The apple analogy is indeed a precious anecdote in physical science, perhaps bringing a hint of poetic licence to the otherwise highly rational discipline. However, the apple story has been tweaked. There is no written account by Newton himself crediting his findings to a bump on the head by a falling fruit.
Contrary to what popular myth suggests, Newton didn't have an epiphany the instant the apple supposedly struck him on the cranium. His work was the product of many years' scholarly correspondance and painstaking research.

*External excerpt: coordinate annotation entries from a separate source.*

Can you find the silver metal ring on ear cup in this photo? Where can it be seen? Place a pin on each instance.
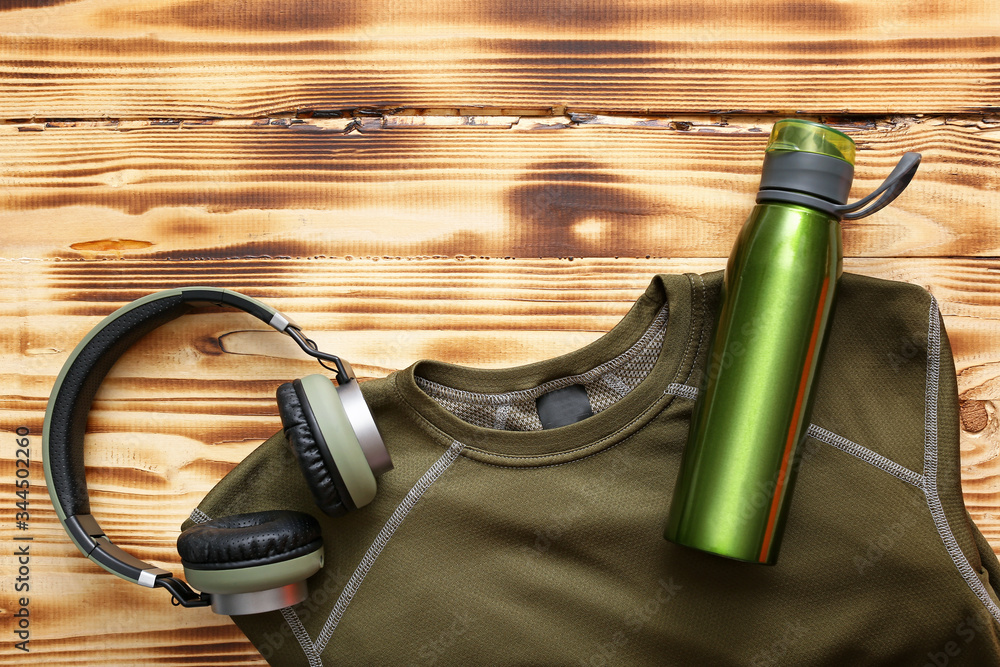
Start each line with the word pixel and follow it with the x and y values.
pixel 364 427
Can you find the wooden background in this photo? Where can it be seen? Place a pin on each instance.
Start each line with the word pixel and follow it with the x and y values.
pixel 486 182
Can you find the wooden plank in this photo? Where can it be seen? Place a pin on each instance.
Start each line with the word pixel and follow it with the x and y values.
pixel 179 411
pixel 500 186
pixel 184 59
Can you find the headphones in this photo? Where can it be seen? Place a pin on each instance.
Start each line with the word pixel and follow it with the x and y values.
pixel 246 563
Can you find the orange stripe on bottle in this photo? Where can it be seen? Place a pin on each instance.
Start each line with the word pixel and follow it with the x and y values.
pixel 793 428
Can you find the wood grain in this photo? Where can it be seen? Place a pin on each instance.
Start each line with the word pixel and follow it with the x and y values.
pixel 192 399
pixel 501 186
pixel 226 58
pixel 402 177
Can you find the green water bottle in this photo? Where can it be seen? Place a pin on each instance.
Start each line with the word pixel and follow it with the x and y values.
pixel 736 477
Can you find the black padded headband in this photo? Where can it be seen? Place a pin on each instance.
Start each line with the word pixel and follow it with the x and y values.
pixel 74 390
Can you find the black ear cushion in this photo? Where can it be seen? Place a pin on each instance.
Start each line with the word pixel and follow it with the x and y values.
pixel 320 472
pixel 243 540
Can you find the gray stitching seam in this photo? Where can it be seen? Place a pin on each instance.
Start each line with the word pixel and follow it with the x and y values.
pixel 840 442
pixel 930 464
pixel 292 618
pixel 383 537
pixel 299 630
pixel 199 517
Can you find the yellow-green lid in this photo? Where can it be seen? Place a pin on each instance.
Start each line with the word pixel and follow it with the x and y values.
pixel 793 134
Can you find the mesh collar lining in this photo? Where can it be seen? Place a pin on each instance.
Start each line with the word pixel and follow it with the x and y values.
pixel 515 410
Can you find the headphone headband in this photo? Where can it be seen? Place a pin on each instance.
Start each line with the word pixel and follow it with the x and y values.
pixel 71 398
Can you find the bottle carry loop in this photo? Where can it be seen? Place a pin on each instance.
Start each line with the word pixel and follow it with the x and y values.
pixel 891 188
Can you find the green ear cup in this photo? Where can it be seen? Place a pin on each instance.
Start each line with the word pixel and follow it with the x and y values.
pixel 255 577
pixel 338 436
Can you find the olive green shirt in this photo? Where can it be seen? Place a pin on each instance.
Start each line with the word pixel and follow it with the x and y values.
pixel 494 541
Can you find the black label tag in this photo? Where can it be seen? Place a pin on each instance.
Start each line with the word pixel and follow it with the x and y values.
pixel 563 406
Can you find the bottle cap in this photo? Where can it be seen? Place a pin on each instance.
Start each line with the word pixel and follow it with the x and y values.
pixel 811 164
pixel 809 158
pixel 792 134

Of course, generations of shining, polishing and sensationalism have cleaned up the story of Newton's apple, which has been described by Stephen Hawking in his record-breaking bestseller, A Brief History of Time as 'almost certainly apocryphal.'
The memoirs of William Stukely, a younger contemporary of Newton, quoted the illustrious Cambridge University representative with the following:
Why sh[oul]d that apple always descend perpendicularly to the ground, thought he to himself; occasion'd by the fall of an apple, as he sat in contemplative mood.
But was it really a rogue apple accelerating to the ground that inspired Newton's ground-breaking research on gravity?
If so, I'll bet that apple would be worth almost as much as the one Satan used to tempt Adam and Eve in the Garden of Eden. But I guess that was a couple of generations back. Perhaps gravity was yet to be created.